El sol cálido de las tres de la tarde indicaba un mayo que se aproximaba a su cénit. Eran tiempos de risas frescas, de planes improvisados a base de sueños, del mañana y del día de después; un mes que acababa condensando el futuro en una mirada hacia el horizonte infinito. Pero sus ojos no podían obviar con pesadez al calendario que languidecía junto a la puerta de la cocina; sus ojos vidriosos eran atraídos con magnetismo hacia sus números opacos, que parecían sonreírle con burla recordándole el paso de tiempo a cuentagotas. Noviembre encabezaba sus páginas amarillentas, y a pie de página rezaba un año que se había clavado entre espinas. Cuatro números que bien podían haber sido fruto de una azarosa cruzada entre la posición de la tierra y la del sol no eran sino la coletilla que le habría de acompañar ante cada latido que vendría.
La atmósfera se mantenía flotando entre el día diez y el día once de un mes del cual no quedaba más que una estructura oxidada y desfigurada. Era el punto inicial de la rutina diaria y el punto final que marcaba el término de unas veinticuatro horas indeseadas. Números que se habían vuelto no sólo un recuerdo con un cariz de dolor punzante, sino un acompañante inapelable del cual era aún más terrible desprenderse.

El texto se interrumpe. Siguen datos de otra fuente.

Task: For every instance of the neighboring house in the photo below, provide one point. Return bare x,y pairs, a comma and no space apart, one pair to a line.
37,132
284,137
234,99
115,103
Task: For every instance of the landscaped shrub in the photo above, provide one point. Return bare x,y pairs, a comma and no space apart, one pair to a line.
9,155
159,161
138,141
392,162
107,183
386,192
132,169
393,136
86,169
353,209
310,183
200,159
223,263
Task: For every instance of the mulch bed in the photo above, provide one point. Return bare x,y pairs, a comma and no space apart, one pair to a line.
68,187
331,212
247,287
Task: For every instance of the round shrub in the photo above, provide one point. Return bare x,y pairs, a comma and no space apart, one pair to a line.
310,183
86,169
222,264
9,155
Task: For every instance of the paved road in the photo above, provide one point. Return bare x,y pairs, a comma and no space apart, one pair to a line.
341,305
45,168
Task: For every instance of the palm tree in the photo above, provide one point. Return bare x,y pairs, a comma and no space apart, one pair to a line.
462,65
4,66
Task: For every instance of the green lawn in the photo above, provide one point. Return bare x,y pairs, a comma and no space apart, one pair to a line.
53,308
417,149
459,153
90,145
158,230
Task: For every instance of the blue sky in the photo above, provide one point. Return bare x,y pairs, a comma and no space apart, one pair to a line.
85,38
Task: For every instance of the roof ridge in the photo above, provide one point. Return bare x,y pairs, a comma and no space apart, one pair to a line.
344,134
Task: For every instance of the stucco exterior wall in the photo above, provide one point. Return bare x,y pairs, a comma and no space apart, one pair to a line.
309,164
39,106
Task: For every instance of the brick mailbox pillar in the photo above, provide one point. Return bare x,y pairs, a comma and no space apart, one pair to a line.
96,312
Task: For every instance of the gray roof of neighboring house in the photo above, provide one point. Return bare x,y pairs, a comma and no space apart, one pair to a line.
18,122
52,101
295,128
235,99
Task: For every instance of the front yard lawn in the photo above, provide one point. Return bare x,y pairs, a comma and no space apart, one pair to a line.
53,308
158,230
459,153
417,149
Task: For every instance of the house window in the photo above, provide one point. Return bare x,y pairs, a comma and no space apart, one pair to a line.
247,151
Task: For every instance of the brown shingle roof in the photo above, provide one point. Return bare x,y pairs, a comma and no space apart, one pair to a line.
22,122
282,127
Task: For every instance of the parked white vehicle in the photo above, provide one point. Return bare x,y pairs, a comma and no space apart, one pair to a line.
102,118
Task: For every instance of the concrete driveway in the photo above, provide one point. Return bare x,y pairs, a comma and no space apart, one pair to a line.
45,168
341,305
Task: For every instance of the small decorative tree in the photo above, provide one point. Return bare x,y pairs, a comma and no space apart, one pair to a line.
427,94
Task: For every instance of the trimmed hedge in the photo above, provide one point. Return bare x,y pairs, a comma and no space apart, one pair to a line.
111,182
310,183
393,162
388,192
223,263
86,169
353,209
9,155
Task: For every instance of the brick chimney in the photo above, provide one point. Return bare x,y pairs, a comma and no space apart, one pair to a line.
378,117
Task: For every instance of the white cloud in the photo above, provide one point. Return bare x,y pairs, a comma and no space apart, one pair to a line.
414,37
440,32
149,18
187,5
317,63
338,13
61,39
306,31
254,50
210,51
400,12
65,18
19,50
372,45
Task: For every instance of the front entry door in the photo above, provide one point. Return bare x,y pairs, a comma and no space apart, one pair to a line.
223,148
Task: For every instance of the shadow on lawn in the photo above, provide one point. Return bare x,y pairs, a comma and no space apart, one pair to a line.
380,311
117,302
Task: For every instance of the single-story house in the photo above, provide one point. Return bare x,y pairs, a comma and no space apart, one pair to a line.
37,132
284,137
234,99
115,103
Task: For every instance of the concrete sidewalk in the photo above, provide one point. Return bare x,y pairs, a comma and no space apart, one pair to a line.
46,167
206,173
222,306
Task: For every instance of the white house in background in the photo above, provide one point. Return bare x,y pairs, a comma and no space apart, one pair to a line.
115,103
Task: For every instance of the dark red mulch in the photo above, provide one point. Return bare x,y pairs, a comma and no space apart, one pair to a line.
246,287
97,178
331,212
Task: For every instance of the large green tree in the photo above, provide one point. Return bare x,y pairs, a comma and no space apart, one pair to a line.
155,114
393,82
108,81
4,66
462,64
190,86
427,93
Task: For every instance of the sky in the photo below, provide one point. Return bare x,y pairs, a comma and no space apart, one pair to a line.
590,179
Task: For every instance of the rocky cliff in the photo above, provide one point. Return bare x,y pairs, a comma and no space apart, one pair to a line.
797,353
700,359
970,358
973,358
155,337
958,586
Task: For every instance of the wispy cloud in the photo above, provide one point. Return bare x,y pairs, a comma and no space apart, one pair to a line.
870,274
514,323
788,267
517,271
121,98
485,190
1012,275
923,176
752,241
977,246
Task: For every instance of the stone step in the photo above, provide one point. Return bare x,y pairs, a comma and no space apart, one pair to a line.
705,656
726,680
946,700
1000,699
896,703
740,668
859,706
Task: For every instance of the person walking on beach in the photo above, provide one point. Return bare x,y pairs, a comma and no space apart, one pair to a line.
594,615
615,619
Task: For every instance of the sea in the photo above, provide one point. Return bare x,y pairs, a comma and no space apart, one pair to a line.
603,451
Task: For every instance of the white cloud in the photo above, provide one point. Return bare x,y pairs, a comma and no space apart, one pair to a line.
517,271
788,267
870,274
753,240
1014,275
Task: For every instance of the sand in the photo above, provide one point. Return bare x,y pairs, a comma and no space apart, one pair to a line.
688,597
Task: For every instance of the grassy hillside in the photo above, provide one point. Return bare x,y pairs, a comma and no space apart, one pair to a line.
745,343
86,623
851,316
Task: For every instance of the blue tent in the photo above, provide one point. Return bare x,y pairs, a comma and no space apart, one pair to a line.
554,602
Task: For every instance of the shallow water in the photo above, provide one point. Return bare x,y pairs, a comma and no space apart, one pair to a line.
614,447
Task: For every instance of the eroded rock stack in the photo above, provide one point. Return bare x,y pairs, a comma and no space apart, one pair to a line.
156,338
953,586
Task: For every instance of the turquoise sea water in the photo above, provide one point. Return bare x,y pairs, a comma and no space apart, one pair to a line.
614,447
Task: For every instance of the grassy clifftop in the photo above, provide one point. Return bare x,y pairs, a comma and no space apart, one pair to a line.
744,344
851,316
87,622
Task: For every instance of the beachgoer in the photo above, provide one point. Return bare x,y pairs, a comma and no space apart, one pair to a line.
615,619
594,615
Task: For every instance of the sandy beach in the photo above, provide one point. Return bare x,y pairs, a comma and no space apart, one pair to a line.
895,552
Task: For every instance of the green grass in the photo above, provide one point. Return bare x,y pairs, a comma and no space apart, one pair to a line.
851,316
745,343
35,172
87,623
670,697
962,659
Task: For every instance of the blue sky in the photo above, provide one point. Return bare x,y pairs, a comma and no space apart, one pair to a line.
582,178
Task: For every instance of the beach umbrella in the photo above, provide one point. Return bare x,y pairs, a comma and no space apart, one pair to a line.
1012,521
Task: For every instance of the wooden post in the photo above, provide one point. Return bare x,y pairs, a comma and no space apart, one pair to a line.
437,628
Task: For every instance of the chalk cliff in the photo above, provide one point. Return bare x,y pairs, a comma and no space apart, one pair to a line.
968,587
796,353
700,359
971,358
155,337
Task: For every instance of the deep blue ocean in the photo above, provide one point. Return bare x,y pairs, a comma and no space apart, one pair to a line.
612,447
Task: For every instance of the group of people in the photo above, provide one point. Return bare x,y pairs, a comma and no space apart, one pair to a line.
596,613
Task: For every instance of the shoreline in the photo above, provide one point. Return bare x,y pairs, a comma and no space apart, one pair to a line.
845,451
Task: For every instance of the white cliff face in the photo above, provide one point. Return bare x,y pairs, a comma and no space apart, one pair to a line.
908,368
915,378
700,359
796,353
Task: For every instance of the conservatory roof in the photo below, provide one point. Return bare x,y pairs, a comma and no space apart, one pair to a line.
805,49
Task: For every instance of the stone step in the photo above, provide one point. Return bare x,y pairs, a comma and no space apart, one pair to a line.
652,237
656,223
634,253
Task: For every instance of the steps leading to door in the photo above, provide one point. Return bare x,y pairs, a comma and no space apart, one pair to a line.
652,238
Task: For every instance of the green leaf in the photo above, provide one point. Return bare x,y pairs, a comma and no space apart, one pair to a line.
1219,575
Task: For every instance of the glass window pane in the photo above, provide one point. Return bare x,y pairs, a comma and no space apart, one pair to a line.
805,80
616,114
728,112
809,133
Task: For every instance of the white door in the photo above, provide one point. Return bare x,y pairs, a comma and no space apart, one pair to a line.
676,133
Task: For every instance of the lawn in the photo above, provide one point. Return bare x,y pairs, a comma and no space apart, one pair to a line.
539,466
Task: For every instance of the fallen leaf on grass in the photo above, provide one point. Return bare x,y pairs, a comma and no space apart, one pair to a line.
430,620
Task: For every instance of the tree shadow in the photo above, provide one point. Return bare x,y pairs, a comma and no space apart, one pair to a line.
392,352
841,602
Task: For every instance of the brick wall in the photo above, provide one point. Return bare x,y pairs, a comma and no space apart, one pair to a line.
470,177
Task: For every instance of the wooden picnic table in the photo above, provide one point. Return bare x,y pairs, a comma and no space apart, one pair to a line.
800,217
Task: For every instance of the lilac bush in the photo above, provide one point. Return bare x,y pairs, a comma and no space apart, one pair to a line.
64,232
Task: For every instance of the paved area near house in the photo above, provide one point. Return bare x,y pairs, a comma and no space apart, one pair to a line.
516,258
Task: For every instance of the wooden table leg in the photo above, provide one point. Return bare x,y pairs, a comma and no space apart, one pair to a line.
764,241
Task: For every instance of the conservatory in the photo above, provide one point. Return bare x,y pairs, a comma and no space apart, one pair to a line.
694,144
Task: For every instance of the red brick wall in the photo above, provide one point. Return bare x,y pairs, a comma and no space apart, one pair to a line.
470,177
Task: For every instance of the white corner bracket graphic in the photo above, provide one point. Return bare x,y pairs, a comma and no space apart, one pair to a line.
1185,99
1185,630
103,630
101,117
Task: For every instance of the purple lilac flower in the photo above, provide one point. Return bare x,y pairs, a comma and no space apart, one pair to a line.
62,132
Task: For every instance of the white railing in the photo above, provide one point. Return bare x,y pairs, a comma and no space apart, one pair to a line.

Un momento marcado con una tinta que sólo su mirada podía desvelar era el protagonista de todos los sucesos que se cobijaban bajo aquel techo abombado.
Los años no pesaban, porque sólo puede pesar algo que ha atravesado el presente para acumularse en el ayer. La transgresión al tiempo resulta de lo más liviana, casi insulsa para tan tremenda falacia. Por eso quien se aventuraba a visitar aquel punto irrisorio que se clavaba firme sin dejar que el paso de los días le moviera de su anclaje no lograban comprender que sucedía entre aquellas paredes, o al menos hasta que el calendario les indicaba con violencia como el pasado se había perpetrado hasta la misma espina dorsal de la casa. Entonces llegaba la incomodidad, las miradas nerviosas al reloj, las excusas y las despedidas apresuradas. Nadie desea permanecer estancado en el tiempo, por más miedo que el futuro nos cause. Nadie, excepto quizá quien habitaba allí; porque aunque su sonrisa se hubiera extinguido bajo el mismo fuego fatuo que engullera el pasado, no había sitio donde se sintiera más en paz que allí, entre esas cuatro paredes, bajo el calendario que cada día se dejaba amarillear bajo el sol que le golpeaba de pleno.